The housing problem goes by neighborhoods or, rather, by Functional Urban Areas (AUF), which are those in whose municipalities more than 15% of the population works in a large reference city. According to a study by UVE Valaciones presented yesterday at a press conference, two large cities, Madrid and Barcelona, ??cause with their magnet of economic activity the two largest housing deficits in Spain, where there is an abundance in contrast to the regions where this precious good exceeds the needs. of the population. If housing is scarce in 13 provinces, there is plenty in 39.

The UVE Valaciones study is full of counterintuitive elements, among them the fact that in Spain, where access to housing is presented as an endemic problem, there is no deficit, but the other way around. The country registers an excess of 433,000 homes: if 327,000 are missing in 13 provinces, in the rest there are more than 780,000 left over.

“It is not about building more housing, but about where to do it. The results reflect the existence of areas with strong construction needs compared to others in which, probably, the most reasonable thing would be to do nothing in the next ten years,” said Germán Pérez Barrio, the president of UVE Valoraciones, yesterday in the presentation. of the study.

To reach these conclusions, the appraiser has taken into account the inventory of homes available in each municipality, the number of families and second homes, which are those that are used at least fifteen days a year and of which it is possible to carry out a survey. census thanks to consumption information from electricity companies. The average occupancy rate in Spain is 85%, with levels ranging from 95% in Madrid and Barcelona to just 60% in Lugo and Ourense.
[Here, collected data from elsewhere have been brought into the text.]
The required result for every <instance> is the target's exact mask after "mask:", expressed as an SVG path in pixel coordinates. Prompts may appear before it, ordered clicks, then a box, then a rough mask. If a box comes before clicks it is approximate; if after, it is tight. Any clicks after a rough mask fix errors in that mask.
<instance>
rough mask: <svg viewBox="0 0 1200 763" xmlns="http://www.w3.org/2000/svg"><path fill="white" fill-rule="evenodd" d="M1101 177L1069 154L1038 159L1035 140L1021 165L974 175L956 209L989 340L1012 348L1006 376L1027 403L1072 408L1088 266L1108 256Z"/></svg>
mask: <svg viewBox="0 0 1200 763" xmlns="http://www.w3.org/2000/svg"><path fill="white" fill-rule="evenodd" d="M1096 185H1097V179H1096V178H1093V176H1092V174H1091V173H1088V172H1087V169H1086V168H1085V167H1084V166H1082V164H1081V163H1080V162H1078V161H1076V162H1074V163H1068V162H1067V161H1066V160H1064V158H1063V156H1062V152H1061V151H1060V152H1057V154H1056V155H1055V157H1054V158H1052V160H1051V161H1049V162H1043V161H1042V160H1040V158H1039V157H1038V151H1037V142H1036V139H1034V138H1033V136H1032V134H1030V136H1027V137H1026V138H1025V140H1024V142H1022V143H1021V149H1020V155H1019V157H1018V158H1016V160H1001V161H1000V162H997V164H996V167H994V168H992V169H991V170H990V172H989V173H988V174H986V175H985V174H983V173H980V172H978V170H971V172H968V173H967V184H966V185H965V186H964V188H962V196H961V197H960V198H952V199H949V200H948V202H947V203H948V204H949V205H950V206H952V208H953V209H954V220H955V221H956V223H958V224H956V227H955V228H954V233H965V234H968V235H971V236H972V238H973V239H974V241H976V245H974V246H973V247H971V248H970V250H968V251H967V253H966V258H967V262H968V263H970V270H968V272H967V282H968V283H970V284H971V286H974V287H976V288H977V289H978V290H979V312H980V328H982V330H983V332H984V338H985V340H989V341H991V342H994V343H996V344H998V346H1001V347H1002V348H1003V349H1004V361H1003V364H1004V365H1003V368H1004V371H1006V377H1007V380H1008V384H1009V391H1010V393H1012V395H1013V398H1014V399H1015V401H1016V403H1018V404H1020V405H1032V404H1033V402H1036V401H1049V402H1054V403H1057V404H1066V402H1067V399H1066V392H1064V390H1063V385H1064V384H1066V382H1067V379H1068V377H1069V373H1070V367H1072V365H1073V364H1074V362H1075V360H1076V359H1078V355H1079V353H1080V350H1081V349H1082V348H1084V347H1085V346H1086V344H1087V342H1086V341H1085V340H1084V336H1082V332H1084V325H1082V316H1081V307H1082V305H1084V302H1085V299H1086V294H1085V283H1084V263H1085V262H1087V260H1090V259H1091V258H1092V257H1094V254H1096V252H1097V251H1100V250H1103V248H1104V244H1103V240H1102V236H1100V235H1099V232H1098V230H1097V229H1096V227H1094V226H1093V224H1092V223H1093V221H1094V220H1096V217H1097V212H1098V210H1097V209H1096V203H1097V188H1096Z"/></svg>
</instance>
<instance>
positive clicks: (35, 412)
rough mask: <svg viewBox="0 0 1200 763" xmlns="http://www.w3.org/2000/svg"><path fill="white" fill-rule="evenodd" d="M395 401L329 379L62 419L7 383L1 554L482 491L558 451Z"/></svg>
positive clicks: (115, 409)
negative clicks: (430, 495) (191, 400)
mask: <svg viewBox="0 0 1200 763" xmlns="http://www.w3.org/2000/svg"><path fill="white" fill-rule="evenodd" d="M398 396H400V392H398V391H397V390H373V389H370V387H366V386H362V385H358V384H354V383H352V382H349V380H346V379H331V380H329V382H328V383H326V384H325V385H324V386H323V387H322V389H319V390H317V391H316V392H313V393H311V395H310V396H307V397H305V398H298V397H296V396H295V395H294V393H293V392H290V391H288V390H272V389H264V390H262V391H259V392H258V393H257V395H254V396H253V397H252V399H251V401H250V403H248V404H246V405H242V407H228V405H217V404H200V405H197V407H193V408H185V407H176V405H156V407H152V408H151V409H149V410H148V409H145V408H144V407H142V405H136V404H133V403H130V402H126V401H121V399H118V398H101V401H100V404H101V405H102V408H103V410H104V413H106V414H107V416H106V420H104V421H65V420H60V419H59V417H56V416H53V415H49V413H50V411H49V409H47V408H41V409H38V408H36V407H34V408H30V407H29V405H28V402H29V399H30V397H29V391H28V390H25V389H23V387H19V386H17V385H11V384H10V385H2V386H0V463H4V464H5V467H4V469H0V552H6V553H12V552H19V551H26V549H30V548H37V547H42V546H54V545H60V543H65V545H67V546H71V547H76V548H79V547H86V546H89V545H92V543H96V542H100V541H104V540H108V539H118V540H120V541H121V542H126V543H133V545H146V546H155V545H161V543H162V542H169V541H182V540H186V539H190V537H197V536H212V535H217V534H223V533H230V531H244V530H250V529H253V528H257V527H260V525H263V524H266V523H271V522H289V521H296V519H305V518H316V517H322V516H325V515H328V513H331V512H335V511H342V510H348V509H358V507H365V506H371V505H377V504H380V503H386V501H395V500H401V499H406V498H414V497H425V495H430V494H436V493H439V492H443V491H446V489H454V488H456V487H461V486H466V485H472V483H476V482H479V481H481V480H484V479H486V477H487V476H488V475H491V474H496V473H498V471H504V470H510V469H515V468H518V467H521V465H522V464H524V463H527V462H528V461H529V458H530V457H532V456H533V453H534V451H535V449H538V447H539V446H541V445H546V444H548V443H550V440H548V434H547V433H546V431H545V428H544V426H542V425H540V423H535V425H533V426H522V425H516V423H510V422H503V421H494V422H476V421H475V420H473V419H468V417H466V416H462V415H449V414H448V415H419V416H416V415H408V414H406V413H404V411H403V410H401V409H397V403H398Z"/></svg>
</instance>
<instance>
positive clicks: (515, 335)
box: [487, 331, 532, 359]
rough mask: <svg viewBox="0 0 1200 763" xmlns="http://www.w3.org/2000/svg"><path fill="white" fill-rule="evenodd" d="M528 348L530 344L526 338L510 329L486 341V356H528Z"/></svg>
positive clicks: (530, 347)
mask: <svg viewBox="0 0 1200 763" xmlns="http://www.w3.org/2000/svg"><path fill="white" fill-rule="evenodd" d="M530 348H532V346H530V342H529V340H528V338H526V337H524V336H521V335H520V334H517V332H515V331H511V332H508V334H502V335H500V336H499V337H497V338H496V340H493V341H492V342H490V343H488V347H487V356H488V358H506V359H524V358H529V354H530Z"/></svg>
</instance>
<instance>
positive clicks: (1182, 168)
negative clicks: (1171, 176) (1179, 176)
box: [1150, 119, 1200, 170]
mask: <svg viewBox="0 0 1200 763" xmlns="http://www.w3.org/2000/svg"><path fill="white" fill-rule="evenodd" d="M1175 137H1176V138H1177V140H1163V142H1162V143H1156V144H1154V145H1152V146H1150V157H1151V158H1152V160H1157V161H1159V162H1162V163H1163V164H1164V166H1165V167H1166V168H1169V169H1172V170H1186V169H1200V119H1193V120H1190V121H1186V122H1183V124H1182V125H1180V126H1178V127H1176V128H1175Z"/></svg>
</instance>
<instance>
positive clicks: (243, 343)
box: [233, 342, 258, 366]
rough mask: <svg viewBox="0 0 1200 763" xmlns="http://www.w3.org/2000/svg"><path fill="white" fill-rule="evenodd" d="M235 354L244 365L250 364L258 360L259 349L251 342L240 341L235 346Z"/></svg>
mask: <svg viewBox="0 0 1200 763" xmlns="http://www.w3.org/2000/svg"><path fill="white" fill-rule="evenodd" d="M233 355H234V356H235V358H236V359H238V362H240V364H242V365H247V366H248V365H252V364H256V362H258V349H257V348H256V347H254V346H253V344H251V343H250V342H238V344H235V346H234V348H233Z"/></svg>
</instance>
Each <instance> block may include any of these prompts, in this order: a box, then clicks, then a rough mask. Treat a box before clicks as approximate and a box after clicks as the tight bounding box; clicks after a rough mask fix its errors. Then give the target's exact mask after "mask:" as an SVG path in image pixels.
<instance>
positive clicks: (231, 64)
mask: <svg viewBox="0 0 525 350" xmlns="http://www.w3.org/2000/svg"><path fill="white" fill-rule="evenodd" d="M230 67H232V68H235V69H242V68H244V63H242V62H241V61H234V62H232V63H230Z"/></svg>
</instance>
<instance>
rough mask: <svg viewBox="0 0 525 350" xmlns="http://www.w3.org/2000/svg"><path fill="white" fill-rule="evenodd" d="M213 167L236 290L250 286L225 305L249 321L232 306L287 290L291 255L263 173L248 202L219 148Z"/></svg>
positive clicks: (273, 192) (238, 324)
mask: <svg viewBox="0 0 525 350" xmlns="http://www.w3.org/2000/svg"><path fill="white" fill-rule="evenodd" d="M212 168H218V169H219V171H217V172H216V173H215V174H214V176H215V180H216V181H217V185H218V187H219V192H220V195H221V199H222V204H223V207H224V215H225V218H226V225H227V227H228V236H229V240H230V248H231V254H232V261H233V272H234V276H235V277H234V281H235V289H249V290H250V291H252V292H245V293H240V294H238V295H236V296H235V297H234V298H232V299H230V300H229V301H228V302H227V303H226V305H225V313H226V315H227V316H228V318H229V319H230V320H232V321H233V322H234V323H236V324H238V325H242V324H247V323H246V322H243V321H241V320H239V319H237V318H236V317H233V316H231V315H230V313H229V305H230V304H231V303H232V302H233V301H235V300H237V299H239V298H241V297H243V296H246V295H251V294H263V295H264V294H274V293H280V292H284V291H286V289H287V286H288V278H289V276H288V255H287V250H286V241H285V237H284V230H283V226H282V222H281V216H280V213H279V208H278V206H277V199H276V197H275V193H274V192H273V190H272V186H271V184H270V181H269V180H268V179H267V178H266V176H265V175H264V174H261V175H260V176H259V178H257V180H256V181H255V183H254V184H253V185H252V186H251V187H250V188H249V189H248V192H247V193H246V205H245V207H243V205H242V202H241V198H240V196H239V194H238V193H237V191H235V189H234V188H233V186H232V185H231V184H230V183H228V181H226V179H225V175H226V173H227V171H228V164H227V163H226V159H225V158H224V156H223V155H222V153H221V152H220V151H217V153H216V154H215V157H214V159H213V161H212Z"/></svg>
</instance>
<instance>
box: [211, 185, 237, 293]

The functional area of ??Madrid – which includes some municipalities of Guadalajara or Toledo – is the one with the greatest housing deficit, with 107,465, ahead of the 84,934 of Barcelona – it does not cover even half of the province, but it does cover a small area. from Tarragona – and 64,593 from Valencia. These three agglomerations, added to the deficit of 46,413 in the Balearic Islands, explain almost the entire shortage phenomenon in the country. By province, the one with the greatest shortage is Barcelona, ??with 85,371, followed by Madrid, with 76,982.

Pérez Barrio, who acknowledges the surprise of the report’s own authors upon discovering that the thriving Málaga is among the provinces with a surplus, explains that, exceptions aside, the price of housing correlates with two variables: the residence deficit and the housing rate. use. The rise of both is automatically transferred to the market.

In his opinion, the problem can be solved with the offer, but it is not that easy. “On the one hand, there is a lack of land and, on the other, construction capacity has been greatly reduced and there is a bottleneck. In Spain it is difficult to build more than 100,000 homes a year,” he says.

Apart from Madrid and Barcelona, ??the rest of the provinces that make up Spain’s housing deficit are found mainly in the Basque Country, on the coast and in some large cities in the country.

In the province of Valencia, 53,181 residences are missing, compared to 46,413 in the Balearic Islands, 26,989 in Murcia, 19,780 in Vizcaya, 7,656 in Álava, 4,344 in Valladolid, 2,765 in Zaragoza, 2,134 in Alicante, 946 in Guipuzcoa , the 516 in Las Palmas and the 144 in Navarra.

The rest of the provinces have a surplus. Those with the least are Albacete (1,793), La Rioja (2,312) and Huelva (2,557), and those with the most have Galicia at the top, with the exception of Ciudad Real, which leads the classification with 59,750.

In A Coruña there are 57,377 left over, in Ourense 56,696, in Toledo 51,979, in Lugo 42,374, in Pontevedra 41,628, in León 40,090, in Cuenca 26,288, in Guadalajara 24,366 and in Málaga 24,302.